Maybe a good starting point would be to look at a simple example. The eigenvalues of the transition matrix $\begin{bmatrix} \frac{1}{2} & 1 \\ \frac{1}{2} & 0\end{bmatrix}$ are:

  • $1$, with eigenvector $\begin{pmatrix} \frac{2}{3} \\ \frac{1}{3} \end{pmatrix}$ (the principal eigenvalue giving the stationary Markov distribution)
  • $-\frac{1}{2}$, with eigenvector $\begin{pmatrix} -1 \\ 1\end{pmatrix}$.
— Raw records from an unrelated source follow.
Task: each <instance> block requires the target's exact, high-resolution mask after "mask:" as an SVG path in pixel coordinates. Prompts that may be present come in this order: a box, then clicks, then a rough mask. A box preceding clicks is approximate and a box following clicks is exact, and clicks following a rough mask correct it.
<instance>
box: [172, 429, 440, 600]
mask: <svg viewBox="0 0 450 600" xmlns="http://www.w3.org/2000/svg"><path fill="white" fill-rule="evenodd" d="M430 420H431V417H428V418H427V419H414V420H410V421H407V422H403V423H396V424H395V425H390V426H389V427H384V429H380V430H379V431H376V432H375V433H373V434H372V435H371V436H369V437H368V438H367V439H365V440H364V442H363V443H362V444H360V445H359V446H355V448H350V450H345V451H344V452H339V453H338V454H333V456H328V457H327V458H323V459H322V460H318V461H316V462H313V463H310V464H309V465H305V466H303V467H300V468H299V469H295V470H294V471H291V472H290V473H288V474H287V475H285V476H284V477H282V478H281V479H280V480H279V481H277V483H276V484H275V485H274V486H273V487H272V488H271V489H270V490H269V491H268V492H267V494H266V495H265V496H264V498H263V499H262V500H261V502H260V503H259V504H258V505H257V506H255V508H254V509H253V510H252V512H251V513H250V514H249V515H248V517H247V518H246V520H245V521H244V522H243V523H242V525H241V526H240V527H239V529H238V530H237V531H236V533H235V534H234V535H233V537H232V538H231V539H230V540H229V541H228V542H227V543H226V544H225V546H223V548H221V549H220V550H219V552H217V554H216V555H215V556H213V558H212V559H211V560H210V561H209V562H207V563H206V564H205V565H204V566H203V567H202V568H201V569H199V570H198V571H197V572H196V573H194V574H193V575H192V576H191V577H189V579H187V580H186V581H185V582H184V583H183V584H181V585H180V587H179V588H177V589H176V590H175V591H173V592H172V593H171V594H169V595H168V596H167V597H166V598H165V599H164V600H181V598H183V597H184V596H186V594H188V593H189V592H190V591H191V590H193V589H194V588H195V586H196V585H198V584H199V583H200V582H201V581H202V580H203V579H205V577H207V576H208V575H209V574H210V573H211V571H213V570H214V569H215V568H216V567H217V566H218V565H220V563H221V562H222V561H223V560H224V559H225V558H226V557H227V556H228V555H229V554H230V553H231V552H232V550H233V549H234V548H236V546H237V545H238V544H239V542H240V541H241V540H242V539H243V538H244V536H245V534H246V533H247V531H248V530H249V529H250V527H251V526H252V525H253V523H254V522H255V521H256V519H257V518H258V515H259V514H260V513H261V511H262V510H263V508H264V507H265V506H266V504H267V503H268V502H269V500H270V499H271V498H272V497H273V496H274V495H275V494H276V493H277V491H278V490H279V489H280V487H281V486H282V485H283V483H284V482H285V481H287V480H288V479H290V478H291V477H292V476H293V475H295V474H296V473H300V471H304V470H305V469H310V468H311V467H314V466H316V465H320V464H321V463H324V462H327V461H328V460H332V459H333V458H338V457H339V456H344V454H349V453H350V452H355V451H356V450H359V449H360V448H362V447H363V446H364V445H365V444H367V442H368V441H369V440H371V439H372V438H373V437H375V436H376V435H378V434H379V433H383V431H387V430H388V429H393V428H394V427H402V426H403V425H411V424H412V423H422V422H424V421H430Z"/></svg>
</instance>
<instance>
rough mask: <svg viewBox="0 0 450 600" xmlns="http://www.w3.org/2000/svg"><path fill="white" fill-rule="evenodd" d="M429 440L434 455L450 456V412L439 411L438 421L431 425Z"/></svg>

Of course, the second one cannot be a probability distribution no matter how we renormalize it, because it has negative entries!

Micah
  • 38,733
  • Makes perfect sense. So I know the second-largest eigenvalue tells us about the convergence rate to the stationary distribution, right? Despite the corresponding eigenvector not being probability distribution, is there some interpretation of this in terms of probability distributions? – blue_egg Apr 28 '21 at 13:25
  • 1
    Absolutely! In this case, we can write any probability vector $v$ in the form $v=v_1+c_2v_2$ where $v_1$ and $v_2$ are the eigenvectors above. Then the $n$th iteration of the Markov process will give us the vector $M^nv=v_1+c_2\left(-\frac{1}{2}\right)^nv_2$. So $v_2$ (the "second-largest" eigenvector) gives us the direction from which the probability vector is approaching the stationary distribution. Something similar applies in general (though you have to be a bit careful because not all Markov matrices are diagonalizable) – Micah Apr 28 '21 at 13:36
  • (cite for the last claim that didn't fit inside the character limit: https://math.stackexchange.com/questions/332659/example-of-a-markov-chain-transition-matrix-that-is-not-diagonalizable) – Micah Apr 28 '21 at 13:36
3

The eigenvectors corresponding to the non-one eigenvalues simply do not correspond to probability distributions; they have both negative and positive entries. For example, $$\begin{bmatrix}0.1&0.9\\0.9&0.1\end{bmatrix}$$ has an eigenvalue of $-0.8$ corresppnding to the eigenvector $(1,-1)$.

Parcly Taxel
  • 105,904
1

The $n$-vectors representing a probability distribution live in a $n$-space.
Since their components sum to 1, they represent a point on the diagonal plane $x_1+x_2+ \cdots + x_n=1$ .
So, if one eigen-vector lies on the plane, and within the positive "octant", the others (being independent, i.e. normal to each other) cannot all lie in that octant, apart from the case in which they correspond to the base vectors $(0,0,\cdots, 1,0, \cdots)$.

G Cab
  • 35,964